OpenAI and Microsoft are increasingly singled out for their slightly odd interpretation of copyright. Their ChatGPT invention was reportedly trained through pirated content.
Many users are already taking advantage of Generative AI to create graphic, but also literary works, and sometimes, to profit from it. OpenAI, the startup which with ChatGPT is at the genesis of this digital and societal revolution, is accused by two writers of having used their content to train their AI.
To read – ChatGPT: OpenAI and Microsoft face a $3 billion fine for data theft
Artists criticize the creators of large language models for using normally paid sources to train their chatbots.

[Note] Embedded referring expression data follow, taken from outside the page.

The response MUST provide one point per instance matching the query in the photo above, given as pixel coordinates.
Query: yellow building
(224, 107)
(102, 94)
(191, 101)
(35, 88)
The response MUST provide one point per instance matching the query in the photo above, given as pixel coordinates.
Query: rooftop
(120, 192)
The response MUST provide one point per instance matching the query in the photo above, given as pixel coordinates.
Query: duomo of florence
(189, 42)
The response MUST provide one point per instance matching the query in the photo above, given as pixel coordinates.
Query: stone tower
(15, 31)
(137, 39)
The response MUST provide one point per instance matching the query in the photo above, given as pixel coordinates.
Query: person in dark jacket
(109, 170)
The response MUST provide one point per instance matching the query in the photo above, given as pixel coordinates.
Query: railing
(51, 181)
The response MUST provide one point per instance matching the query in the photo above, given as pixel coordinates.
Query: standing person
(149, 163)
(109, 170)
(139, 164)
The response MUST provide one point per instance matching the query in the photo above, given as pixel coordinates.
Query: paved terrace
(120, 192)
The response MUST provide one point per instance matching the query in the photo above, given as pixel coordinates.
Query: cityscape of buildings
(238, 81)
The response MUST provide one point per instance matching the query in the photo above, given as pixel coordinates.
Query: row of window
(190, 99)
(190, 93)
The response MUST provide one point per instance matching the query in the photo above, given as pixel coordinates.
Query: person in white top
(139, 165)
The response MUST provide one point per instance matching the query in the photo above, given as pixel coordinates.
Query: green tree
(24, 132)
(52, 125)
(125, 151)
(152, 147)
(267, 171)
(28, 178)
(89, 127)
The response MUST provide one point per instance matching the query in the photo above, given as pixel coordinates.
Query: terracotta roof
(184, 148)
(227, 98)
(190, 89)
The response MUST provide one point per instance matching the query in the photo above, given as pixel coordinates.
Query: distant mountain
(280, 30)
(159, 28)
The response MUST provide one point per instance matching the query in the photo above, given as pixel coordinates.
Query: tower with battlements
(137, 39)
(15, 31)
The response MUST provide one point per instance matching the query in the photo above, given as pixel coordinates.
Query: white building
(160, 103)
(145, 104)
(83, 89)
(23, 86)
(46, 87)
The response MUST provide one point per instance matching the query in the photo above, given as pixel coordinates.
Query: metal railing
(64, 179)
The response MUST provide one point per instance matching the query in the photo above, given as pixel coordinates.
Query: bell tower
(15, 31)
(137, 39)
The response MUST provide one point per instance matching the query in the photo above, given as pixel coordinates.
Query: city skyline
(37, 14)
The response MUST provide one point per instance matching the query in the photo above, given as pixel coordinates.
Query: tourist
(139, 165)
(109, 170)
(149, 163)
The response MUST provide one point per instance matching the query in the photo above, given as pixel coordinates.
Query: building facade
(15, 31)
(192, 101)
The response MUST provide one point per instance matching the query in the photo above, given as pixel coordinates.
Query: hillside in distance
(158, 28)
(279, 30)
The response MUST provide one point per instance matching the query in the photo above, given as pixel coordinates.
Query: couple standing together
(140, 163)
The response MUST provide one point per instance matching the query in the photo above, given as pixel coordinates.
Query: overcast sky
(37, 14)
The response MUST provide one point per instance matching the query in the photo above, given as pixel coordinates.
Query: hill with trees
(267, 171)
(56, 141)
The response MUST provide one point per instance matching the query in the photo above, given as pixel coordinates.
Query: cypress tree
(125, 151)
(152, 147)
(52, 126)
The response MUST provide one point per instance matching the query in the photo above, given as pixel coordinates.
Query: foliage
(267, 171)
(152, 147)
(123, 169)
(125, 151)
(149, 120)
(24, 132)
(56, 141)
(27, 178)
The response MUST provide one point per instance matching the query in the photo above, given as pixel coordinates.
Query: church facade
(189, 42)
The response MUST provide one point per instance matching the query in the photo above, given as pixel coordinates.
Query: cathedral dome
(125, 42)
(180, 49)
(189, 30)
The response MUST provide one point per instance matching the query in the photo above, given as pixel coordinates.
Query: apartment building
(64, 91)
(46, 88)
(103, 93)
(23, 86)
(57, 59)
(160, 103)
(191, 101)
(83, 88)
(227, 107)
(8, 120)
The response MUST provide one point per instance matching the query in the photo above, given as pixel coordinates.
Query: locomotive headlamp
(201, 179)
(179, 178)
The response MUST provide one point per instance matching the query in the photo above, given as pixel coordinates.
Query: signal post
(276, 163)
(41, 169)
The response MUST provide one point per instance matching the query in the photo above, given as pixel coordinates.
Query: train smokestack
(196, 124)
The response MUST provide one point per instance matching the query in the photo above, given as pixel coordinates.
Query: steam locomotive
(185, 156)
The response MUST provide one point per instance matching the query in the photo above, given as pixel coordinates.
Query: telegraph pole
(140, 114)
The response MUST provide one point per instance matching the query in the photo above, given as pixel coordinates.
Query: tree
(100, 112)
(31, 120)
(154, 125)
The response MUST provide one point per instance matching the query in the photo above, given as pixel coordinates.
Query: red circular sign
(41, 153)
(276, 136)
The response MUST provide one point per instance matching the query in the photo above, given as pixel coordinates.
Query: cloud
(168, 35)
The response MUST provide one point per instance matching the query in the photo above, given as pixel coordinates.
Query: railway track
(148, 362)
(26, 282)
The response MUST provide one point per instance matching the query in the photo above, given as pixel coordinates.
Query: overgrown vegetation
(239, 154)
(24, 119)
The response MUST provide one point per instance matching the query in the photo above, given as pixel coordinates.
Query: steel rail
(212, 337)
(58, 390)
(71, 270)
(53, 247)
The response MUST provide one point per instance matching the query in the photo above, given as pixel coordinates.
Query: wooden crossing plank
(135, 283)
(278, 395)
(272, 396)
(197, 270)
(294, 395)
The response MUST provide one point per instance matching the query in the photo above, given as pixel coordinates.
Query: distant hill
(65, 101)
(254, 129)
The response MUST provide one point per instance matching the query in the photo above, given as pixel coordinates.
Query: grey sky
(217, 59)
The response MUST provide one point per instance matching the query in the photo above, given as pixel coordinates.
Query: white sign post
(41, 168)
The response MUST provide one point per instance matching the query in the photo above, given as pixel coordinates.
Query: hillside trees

If the goal of the big names in Silicon Valley is to profit from Artificial Intelligence, the authors of the original “sources” may not receive no compensation despite their essential contribution.
OpenAI is accused of using pirated books to train ChatGPT
According to Torrent Freak, “This week, authors Paul Tremblay and Mona Awad filed a class action lawsuit against OpenAI, accusing ChatGPT’s parent company of copyright infringement. According to them, ChatGPT was partially formed on their copyrighted works, without permission”. The charge is serious. How can plaintiffs be so sure that OpenAI trained its chatbot on their works? For Mr. Tremblay and Ms. Awad, the proof is obvious: “ ChatGPT generates summaries of complainants’ copyrighted workswhich is only possible if ChatGPT has been trained on these works”.
But the accusation goes even further. According to Messrs. Tremblay and Awad, OpenAI allegedly used content collected from book piracy sites like Z-Library. Indeed, if the company remains evasive on the origin of the sources used to train its AI, we know that ChatGPT has been trained on at least 360,000 books. Has the company paid to be “inspired” by these works? We can’t know, but the plaintiffs still note that “OpenAI must have used pirated resources, because there are no legitimate databases containing so many books”.